Images SEM de nanoparticules MIL-100(Fe)(e) enrobées de lipides à un grossissement de 150 000×. Crédit :Ploetz et al, Matériaux avancés 2020
Des chercheurs de la Ludwig-Maximilians-Universitaet (LMU) à Munich ont synthétisé des nanoparticules qui peuvent être induites par un changement de pH pour libérer une dose mortelle de fer ionisé dans les cellules. Ce mécanisme pourrait potentiellement ouvrir de nouvelles approches pour l'élimination ciblée des tumeurs malignes.
Les ions jouent un rôle crucial dans tous les aspects de la biologie cellulaire. Ils déclenchent des cascades de signalisation, réguler les activités enzymatiques et contrôler le pH des milieux intra et extracellulaires. Les concentrations d'ions libres sont donc étroitement régulées, et des changements soudains de leurs niveaux intracellulaires peuvent induire une mort cellulaire programmée. Cependant, ce fait même a rendu difficile l'élucidation des mécanismes complexes qui contrôlent les concentrations d'ions dans les cellules. Parce que les cellules agissent rapidement pour bloquer l'importation d'ions en excès, ils résistent efficacement aux tentatives de manipulation des niveaux d'ions intracellulaires. Une équipe de recherche dirigée par Hanna Engelke et Evelyn Ploetz (Faculté de chimie et de pharmacie, LMU) a maintenant synthétisé des nanoparticules qui permettent, pour la première fois, de déclencher rapidement et de manière contrôlée la libération à grande échelle de fer ionique au sein des cellules. Cela précipite à son tour une forme de mort cellulaire inflammatoire connue sous le nom de pyroptose, un type de réaction spécifique aux cellules du système immunitaire inné. Selon la nouvelle étude, qui paraît dans le journal Matériaux avancés , la capacité d'induire une pyroptose à la demande pourrait en principe être utilisée pour éliminer les cellules malignes, et déclencher une réaction immunitaire spécifiquement dirigée contre les cancers.
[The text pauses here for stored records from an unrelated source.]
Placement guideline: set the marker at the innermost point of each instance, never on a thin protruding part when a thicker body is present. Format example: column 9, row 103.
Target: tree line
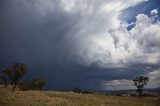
column 13, row 76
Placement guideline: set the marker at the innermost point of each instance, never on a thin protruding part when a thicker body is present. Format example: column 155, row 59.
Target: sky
column 93, row 44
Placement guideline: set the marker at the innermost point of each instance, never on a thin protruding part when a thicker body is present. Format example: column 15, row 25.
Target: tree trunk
column 14, row 86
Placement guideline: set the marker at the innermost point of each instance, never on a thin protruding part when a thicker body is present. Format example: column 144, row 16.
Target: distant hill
column 59, row 98
column 150, row 90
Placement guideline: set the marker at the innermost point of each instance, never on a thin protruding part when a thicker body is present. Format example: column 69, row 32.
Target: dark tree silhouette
column 8, row 75
column 4, row 80
column 19, row 71
column 140, row 82
column 38, row 83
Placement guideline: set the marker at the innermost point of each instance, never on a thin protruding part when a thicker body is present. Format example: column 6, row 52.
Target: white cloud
column 154, row 12
column 117, row 84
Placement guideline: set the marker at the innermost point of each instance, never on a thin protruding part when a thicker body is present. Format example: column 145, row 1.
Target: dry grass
column 51, row 98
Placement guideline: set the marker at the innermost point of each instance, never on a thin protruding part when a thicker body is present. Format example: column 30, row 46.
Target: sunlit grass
column 54, row 98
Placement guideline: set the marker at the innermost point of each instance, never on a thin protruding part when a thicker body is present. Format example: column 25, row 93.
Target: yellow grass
column 53, row 98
L'effet de libération rapide est un résultat direct des propriétés structurelles des nanoparticules, qui appartiennent à une classe de substances connues sous le nom de charpentes organométalliques (MOF). Les interstices formés par ces charpentes fournissent des sites de liaison identiques auxquels d'autres substances - dans ce cas, complexes fer-oxygène—peuvent être spécifiquement attachés. « Structurellement, ces sites de liaison sont de minuscules hexagones reliés les uns aux autres par des molécules de liaison organiques, " explique Ploetz. " Les MOF peuvent être considérés comme des échafaudages, et les pores à l'intérieur de chaque nanoparticule sont suffisamment grands pour permettre aux partenaires de réaction de s'y diffuser. » De plus, les nanoparticules sont recouvertes de lipides, ce qui permet leur captation par les cellules.
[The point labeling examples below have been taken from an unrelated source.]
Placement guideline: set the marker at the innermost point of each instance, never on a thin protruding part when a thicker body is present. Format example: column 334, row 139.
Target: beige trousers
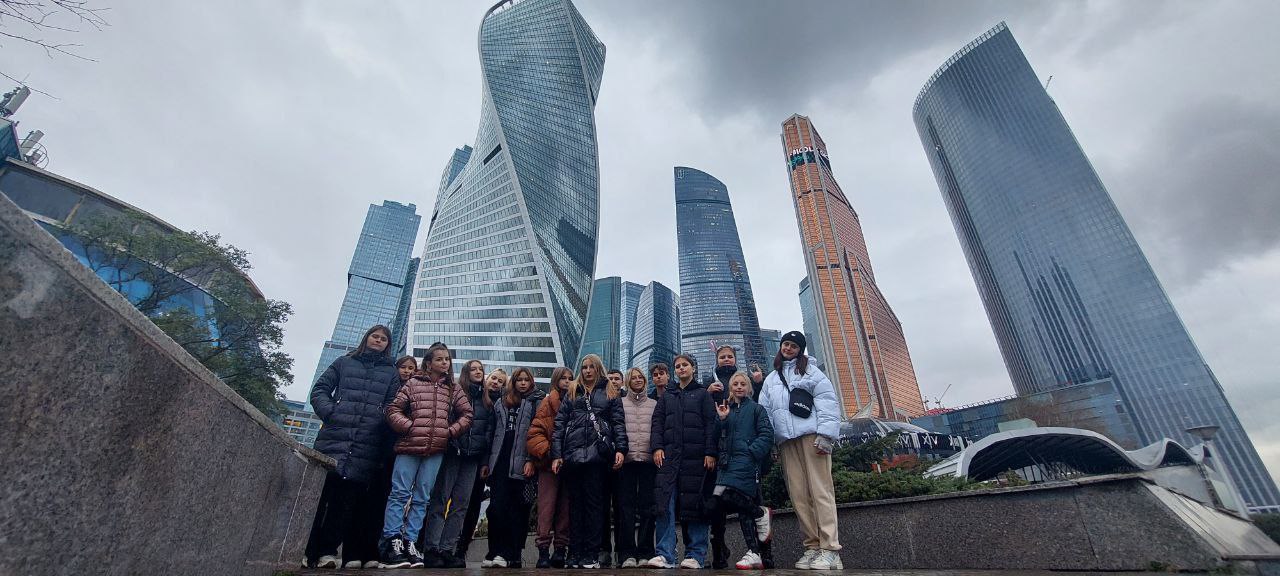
column 813, row 493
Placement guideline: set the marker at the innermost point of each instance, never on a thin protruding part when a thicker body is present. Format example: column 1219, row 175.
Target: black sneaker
column 415, row 557
column 393, row 553
column 452, row 561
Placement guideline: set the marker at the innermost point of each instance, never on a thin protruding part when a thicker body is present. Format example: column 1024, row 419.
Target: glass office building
column 1069, row 293
column 609, row 320
column 809, row 318
column 375, row 279
column 772, row 342
column 716, row 291
column 510, row 259
column 657, row 330
column 867, row 356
Une fois à l'intérieur de la cellule, les nanoparticules sont transportées dans des organites appelés lysosomes, où ils sont dégradés. « Nous avons pu démontrer que la vitesse de dégradation dépend du pH du milieu extracellulaire. Si la valeur du pH est relativement faible, comme c'est dans un milieu acide, la dégradation se produit rapidement, qui se traduit par une libération soudaine et massive d'ions fer, " dit Ploetz. Elle et ses collègues soupçonnent que cet effet est attribuable au fait que, dans des conditions légèrement acides, la forme réduite de l'acide aminé cystéine - qui favorise la dissolution des nanoparticules - est présente en excès.
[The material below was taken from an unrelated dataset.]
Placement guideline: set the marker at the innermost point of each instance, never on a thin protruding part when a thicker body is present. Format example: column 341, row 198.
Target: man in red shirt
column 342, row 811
"Nous avons été particulièrement surpris de constater que la libération de fer des nanoparticules n'induisait pas de ferroptose, comme on peut s'y attendre en présence d'un excès de fer. Au lieu, ils déclenchent une réaction connue sous le nom de pyroptose, " dit Ploetz. L'induction de la pyroptose dans les cellules du système immunitaire inné entraîne une forte réaction inflammatoire, qui tue la cellule concernée, mais peut servir de signal qui active l'immunité anti-tumorale.
Les auteurs soulignent que ces nanoparticules ont un grand potentiel en tant qu'agents thérapeutiques, notamment dans le traitement des tumeurs malignes. "Le milieu extracellulaire au sein des tumeurs est plus acide que celui associé aux cellules normales. En principe, cette différence de pH pourrait être exploitée pour la libération ciblée du fer dans l'environnement tumoral. Cela permettrait aux nanoparticules d'attaquer directement la tumeur primaire, tout en induisant une pyroptose pour activer le système immunitaire, " dit Ploetz. " Mais parce que leurs propriétés peuvent être facilement contrôlées en modifiant le pH, ils sont également parfaitement adaptés à une application dans d'autres contextes."